Micro-emulsions Micro-emulsions have different objectives. The high percentage of emulsifiers causes a very fast penetration respectively permeation of the active agents into the skin due to its powerful impact on the skin barrier. This is an advantage especially for the pharmaceutical sector, i.e. when systemic therapies with drugs are intended. In the field of skin care this may rather cause disadvantages as emulsifiers severely disturb the integrity of the skin barrier layers (see KI 2000 (12), 112-113: emulsifiers – looking for alternatives). In the cosmetic sector micro-emulsions are mostly used in skin cleansing, e.g. in form of fat-containing cleansing gels, shower gels and foam bath products.
Making a micro-emulsion is too complex to discuss here but just in case you are really interested here is some more info:
To give you an idea the emulsifiers used to make microemulsions are more like solubilisers. They are typically surfactant-like in their structure and have a very good solubilizing power. Caprylic/ capric triglyceride is an example of a micro-emulsion forming ingredient that is easy to get your hands on.

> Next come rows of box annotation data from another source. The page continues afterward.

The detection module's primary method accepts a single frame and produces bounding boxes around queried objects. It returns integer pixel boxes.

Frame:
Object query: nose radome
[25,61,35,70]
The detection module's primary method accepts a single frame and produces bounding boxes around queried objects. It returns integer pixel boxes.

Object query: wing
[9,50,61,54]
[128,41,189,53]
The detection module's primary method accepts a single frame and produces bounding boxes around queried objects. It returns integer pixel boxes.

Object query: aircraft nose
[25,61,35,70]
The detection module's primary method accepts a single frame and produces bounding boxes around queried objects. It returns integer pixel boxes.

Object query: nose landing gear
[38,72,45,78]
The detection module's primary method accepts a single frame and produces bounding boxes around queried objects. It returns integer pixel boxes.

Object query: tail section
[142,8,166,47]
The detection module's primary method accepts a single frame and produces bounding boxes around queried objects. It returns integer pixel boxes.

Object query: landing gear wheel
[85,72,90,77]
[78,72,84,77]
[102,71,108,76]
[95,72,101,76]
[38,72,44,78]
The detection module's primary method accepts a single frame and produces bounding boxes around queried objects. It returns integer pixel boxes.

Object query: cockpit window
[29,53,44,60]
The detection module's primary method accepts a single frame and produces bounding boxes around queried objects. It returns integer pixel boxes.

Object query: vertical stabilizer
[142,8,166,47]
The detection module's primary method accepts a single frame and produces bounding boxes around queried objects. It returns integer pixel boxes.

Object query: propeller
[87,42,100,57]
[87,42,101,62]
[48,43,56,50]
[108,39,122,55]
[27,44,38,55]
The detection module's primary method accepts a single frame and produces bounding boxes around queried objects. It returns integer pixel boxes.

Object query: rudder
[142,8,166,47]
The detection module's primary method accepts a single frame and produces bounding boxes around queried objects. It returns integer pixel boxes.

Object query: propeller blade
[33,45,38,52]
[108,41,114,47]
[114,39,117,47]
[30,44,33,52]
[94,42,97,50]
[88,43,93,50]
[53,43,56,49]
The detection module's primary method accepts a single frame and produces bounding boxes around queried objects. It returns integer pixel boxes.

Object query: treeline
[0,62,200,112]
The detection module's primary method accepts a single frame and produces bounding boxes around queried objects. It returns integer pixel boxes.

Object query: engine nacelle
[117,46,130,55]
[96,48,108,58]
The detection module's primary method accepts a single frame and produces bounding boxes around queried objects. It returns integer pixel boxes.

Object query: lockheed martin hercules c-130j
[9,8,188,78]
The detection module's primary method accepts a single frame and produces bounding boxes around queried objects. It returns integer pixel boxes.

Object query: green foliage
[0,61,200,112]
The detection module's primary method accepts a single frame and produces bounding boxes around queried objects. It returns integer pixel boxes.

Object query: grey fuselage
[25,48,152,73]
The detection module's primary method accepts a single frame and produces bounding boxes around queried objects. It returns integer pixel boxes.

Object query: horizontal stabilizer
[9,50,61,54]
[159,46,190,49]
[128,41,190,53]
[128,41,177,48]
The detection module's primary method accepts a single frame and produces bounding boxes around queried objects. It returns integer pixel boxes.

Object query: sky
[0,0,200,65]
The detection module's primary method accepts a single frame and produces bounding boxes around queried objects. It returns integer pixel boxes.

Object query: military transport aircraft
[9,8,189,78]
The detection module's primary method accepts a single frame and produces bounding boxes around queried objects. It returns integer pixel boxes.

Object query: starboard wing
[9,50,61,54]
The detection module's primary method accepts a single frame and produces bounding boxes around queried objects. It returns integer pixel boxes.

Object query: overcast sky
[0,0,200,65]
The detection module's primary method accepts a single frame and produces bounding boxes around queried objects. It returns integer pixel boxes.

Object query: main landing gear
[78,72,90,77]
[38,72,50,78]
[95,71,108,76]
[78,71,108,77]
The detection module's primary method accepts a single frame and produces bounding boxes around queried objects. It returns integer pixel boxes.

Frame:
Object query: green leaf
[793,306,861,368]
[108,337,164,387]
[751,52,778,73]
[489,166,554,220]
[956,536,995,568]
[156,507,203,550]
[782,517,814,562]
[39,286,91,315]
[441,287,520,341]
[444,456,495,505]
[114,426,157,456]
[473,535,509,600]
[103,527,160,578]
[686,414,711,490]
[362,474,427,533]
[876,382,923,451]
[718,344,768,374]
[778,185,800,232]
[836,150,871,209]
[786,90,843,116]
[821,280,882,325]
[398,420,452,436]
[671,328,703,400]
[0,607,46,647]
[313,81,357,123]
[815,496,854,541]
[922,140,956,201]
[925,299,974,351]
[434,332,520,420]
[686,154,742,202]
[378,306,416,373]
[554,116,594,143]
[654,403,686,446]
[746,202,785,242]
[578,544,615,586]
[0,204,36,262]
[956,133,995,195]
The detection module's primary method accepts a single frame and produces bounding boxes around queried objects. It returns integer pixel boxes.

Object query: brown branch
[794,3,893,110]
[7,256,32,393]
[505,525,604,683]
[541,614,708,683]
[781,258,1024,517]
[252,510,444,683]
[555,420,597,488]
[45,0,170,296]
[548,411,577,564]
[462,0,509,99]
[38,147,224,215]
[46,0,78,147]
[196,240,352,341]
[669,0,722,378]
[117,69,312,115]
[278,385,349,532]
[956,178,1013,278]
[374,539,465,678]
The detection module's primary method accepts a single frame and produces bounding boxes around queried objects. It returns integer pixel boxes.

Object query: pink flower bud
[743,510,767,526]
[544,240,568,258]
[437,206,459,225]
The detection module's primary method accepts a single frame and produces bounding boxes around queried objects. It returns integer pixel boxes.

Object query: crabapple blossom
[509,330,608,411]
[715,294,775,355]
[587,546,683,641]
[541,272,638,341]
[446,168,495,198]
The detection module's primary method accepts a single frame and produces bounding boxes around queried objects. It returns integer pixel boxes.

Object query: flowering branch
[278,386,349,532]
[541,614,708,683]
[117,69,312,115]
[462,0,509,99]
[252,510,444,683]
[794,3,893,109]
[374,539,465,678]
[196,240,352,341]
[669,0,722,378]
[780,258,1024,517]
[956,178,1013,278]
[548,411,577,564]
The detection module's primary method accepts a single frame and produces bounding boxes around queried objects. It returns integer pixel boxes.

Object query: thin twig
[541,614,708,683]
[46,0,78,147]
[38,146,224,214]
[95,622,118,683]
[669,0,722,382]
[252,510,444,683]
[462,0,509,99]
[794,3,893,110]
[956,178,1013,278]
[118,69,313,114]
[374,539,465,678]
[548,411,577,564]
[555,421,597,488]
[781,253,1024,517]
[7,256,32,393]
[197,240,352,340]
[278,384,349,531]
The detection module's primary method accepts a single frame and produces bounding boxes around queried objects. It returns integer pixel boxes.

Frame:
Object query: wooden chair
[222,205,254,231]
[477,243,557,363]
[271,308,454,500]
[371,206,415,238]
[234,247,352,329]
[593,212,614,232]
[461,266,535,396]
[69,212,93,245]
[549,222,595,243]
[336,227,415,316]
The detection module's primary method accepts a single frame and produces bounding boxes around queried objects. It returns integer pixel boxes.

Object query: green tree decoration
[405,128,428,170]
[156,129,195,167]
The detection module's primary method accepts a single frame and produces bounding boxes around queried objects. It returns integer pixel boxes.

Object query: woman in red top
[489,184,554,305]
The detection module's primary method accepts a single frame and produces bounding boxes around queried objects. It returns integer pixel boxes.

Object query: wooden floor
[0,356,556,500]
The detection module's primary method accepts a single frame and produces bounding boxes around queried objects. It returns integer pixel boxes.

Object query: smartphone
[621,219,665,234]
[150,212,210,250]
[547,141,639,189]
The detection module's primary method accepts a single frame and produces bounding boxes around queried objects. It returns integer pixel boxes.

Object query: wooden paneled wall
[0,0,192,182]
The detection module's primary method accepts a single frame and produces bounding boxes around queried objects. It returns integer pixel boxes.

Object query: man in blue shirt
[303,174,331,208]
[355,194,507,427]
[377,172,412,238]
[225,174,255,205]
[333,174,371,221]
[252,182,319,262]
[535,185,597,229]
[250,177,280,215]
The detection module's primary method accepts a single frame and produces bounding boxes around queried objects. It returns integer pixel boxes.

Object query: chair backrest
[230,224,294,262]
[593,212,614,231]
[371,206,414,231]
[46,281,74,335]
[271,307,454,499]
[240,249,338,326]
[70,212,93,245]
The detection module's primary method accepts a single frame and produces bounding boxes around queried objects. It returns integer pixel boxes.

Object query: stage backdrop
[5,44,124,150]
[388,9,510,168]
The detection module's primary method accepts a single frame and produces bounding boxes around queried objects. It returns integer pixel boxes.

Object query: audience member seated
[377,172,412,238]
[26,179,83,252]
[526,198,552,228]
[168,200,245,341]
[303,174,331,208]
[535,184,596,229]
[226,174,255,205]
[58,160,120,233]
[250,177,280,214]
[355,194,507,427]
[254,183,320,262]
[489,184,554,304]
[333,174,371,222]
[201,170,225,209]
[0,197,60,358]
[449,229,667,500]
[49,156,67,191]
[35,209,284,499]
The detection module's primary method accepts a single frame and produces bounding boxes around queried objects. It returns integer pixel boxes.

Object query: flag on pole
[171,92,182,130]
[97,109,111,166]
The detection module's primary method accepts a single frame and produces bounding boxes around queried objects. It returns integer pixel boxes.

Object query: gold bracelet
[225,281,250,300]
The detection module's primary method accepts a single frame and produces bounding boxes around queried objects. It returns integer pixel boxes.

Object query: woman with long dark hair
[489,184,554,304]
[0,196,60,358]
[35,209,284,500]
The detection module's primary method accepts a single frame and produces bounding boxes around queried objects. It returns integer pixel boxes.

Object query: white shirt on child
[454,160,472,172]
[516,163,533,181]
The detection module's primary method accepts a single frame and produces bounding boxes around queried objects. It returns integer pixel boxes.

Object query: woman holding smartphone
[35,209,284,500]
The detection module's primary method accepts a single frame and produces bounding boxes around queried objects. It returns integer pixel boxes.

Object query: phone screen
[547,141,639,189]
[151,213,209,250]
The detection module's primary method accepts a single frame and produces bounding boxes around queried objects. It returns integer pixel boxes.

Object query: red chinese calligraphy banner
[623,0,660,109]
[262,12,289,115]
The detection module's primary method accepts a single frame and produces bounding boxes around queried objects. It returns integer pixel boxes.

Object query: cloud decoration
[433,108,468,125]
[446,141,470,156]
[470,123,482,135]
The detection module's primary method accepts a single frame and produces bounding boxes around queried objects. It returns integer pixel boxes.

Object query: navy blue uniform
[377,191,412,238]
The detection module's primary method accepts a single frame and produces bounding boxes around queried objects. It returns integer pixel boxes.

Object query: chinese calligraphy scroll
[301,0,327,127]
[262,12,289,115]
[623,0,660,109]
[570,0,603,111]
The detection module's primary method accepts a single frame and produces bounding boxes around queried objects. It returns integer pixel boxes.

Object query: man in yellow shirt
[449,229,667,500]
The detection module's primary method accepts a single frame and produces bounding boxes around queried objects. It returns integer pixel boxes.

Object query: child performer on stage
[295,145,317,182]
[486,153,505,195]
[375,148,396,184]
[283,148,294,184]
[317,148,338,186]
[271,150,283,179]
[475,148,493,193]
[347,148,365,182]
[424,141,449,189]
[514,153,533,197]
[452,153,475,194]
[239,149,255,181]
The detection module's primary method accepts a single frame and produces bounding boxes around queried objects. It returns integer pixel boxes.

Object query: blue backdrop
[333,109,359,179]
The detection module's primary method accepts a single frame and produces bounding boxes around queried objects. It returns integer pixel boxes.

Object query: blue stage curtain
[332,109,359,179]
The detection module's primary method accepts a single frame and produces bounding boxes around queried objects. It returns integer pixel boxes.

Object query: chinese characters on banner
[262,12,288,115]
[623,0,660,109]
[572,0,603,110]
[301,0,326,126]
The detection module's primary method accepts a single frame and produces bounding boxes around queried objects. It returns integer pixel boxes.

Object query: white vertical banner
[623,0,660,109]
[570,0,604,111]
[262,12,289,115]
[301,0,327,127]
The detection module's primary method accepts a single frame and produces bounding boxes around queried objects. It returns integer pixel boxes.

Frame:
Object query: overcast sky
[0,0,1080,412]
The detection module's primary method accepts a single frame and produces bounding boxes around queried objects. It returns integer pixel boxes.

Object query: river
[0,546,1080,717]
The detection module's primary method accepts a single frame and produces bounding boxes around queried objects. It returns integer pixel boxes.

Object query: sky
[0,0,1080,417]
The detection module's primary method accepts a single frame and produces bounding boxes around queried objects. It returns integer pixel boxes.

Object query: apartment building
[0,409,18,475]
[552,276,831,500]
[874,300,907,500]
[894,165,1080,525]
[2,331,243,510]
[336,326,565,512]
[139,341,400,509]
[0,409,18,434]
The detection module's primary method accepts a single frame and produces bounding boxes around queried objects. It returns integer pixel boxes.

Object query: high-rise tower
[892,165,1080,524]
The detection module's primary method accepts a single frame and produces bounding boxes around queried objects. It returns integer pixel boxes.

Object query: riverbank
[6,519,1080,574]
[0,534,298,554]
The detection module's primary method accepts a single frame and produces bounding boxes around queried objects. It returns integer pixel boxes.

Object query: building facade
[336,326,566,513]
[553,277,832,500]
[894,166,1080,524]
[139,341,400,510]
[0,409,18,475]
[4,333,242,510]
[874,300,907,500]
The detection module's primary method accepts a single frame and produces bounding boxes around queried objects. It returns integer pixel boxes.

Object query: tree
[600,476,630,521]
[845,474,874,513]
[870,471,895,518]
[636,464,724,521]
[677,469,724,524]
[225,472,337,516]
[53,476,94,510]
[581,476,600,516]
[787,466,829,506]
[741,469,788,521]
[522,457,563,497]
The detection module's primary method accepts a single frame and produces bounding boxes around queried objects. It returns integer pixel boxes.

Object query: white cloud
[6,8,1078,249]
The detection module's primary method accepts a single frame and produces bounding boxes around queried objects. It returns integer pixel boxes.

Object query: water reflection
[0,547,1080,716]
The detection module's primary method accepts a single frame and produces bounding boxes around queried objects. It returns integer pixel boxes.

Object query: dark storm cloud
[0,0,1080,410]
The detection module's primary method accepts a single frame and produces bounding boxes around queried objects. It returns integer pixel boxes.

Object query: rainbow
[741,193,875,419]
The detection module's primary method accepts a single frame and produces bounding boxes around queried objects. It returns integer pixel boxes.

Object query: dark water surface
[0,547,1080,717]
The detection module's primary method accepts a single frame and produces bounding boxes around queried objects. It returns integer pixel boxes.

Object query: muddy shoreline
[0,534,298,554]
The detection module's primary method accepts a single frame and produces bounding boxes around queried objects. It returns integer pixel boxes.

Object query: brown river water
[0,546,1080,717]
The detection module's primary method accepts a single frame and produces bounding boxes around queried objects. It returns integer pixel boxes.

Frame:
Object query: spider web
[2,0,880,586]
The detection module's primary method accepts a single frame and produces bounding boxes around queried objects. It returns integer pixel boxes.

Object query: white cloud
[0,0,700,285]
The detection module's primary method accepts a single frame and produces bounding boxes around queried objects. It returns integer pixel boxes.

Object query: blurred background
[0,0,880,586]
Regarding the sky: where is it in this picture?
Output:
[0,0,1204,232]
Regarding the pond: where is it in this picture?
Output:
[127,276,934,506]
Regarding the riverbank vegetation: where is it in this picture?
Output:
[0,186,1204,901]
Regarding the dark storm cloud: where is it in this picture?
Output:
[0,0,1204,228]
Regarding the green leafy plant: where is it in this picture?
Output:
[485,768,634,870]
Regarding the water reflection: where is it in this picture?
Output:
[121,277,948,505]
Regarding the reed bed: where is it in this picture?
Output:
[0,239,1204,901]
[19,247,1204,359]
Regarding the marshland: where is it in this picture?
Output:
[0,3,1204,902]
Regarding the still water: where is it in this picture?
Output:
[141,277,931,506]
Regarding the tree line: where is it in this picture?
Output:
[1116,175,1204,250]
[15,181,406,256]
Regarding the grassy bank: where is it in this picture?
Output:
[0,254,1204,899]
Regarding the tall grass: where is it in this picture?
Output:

They should have little or no odour.
As serums are designed to be both highly active and highly mobile through the skin the addition of fragrance is not recommended. However, as some active ingredients do smell bad an odor mask may be appropriate.
So, there you have a quick overview of a serum. When I teach this class I also end with a formulation and talk about the importance of skin feel and perception – you may need to add more ingredients to achieve the perfect balance between activity and feel and that can be tricky but fun.